After the show, the students knew they had nailed it. They were so excited in the green room. Later that night, one actress confided that she didn’t know she could do it – and actually asked a teacher, “Is it alright that I feel so proud of myself right now?” I didn’t hear the comment, but as I related the story, a friend came up with the perfect response: “What isn’t right, is that you’ve never had the chance to feel proud of yourself like this before.” I basically have been on a permanent high since the show – we still have four more days with our students to wrap up their classes, and I can’t wait to see them tomorrow. I think we’ll all go through some withdrawl come the end of the project. Hence, we spent lunch of Friday planning what projects to begin next year with. We’ll do something to re-engage these grade 10s (who’ll be 11s by then!) I can’t wait.
Categories: In my classroom · Personal
Tagged: at-risk youth, dinner theatre, drama, education, media bias, project-based learning, social justice
Reality Check
February 20, 2008 · 1 Comment
Two interactions over the last two days caused me to take a step back from my middle-class world, and appreciate everything I have that I take for granted.
In drama class, we were reading an abridged version of MacBeth. While trying unsuccessfully to help a student understand the idea of “theme” I was caught off guard when he asked me what I knew about welfare. I told him not much, and asked why. He said, “Well, I want to see if they can set me up with an apartment, so that I can keep coming to school.” Then the whole story came out – he is 17, has been kicked out of his house for months and is currently staying with a cousin, but is feeling like a burden, and not wanting to outstay his welcome. He is still in grade 10, with no high school credits, but has a desire to complete school. The significance of theme vanished immediately, and I took him to our Student Services teacher, who referred him to an Elder we have on staff to work it out. He came back to class later that morning, and seemed in better spirits, assuring me that he had a plan. Oh, and he suggested that a possible theme for the play would be that power corrupts.

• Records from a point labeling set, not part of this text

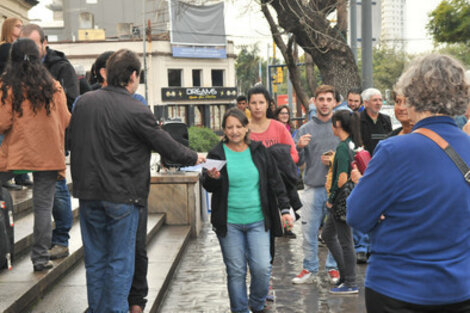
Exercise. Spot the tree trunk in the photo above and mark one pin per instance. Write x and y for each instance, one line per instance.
(307, 20)
(286, 50)
(310, 71)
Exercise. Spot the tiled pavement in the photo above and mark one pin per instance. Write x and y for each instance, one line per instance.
(199, 285)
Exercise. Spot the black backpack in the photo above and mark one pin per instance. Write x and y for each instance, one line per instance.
(7, 243)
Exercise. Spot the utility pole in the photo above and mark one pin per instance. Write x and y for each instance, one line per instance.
(144, 36)
(353, 26)
(366, 44)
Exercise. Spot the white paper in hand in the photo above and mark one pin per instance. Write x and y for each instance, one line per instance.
(211, 163)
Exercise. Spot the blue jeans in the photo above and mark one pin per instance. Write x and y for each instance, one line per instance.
(108, 235)
(62, 213)
(361, 241)
(313, 213)
(246, 244)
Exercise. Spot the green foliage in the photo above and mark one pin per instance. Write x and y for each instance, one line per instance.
(450, 21)
(459, 51)
(388, 65)
(202, 139)
(247, 68)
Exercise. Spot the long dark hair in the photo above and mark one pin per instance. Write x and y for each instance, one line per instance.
(239, 115)
(350, 123)
(27, 78)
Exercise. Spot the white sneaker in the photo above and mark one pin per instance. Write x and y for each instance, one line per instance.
(305, 277)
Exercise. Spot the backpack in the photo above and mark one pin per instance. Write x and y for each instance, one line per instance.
(7, 243)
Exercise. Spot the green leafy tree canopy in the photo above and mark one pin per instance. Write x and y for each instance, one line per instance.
(450, 22)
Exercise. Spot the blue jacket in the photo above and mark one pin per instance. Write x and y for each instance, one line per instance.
(420, 253)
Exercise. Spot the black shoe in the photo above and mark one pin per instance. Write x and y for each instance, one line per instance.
(43, 266)
(25, 182)
(11, 186)
(361, 258)
(289, 234)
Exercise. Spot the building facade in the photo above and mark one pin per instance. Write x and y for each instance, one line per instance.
(16, 8)
(393, 24)
(195, 90)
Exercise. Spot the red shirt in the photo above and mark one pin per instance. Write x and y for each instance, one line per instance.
(274, 134)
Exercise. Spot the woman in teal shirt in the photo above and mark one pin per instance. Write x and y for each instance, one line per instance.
(337, 234)
(243, 211)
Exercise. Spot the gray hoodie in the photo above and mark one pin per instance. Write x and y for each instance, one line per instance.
(322, 141)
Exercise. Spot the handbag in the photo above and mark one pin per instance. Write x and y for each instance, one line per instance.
(339, 204)
(338, 209)
(451, 153)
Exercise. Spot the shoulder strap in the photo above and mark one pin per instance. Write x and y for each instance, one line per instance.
(444, 145)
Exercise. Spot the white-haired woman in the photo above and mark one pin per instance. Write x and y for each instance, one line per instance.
(414, 201)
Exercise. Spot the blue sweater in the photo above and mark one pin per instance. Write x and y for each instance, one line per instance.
(421, 251)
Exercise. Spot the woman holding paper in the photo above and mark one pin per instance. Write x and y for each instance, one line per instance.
(242, 215)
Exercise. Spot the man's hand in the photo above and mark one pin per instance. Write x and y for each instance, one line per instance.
(287, 221)
(355, 174)
(303, 141)
(200, 158)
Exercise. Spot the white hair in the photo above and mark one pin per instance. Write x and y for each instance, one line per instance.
(369, 92)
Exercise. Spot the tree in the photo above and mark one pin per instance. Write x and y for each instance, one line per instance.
(247, 68)
(450, 22)
(388, 66)
(309, 26)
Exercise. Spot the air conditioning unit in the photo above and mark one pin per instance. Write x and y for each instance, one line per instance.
(124, 30)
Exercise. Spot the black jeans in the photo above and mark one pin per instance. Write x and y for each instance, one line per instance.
(339, 240)
(139, 288)
(379, 303)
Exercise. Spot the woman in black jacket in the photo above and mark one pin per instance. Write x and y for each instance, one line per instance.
(243, 213)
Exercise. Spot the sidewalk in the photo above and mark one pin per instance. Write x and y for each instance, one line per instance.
(199, 284)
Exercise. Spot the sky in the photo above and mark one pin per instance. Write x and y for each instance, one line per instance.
(245, 23)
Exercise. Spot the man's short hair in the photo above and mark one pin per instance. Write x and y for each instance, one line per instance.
(120, 66)
(328, 88)
(30, 28)
(100, 63)
(369, 92)
(241, 98)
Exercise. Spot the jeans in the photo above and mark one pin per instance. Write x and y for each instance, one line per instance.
(246, 244)
(379, 303)
(313, 213)
(108, 235)
(62, 212)
(361, 241)
(338, 238)
(43, 197)
(140, 288)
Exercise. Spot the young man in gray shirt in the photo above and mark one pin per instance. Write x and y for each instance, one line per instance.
(313, 140)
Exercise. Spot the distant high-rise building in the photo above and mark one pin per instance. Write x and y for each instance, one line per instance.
(393, 24)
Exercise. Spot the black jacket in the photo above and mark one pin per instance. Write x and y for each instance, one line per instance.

The other interaction occurred yesterday, when a student tracked me down in the hallway and apologized for missing my class that morning. He explained that he had an appointment with Social Services to see if he would qualify for Social Assistance. He told them that he wants to quit his full-time job, so he can focus on getting through school. However, when he was there, he didn’t have all of the identification required, and so he had to walk back to his house (a 45 minute walk in -30 degree Celsius temperatures) and get it. He stopped in at the school for a minute en route back to the office to tell me why he was absent, and why he had to leave again right away, and would miss the rest of his classes for the day.
Moments like these remind me that teachers at my school are fighting an uphill battle against poverty and its myriad of side effects. So much affects our students that is beyond both our, and their control. I am also reminded of the privilege afforded me through no doing of my own – my white skin color, my middle-class upbringing, my literate family, my supportive parents – I could go on, but you get the point.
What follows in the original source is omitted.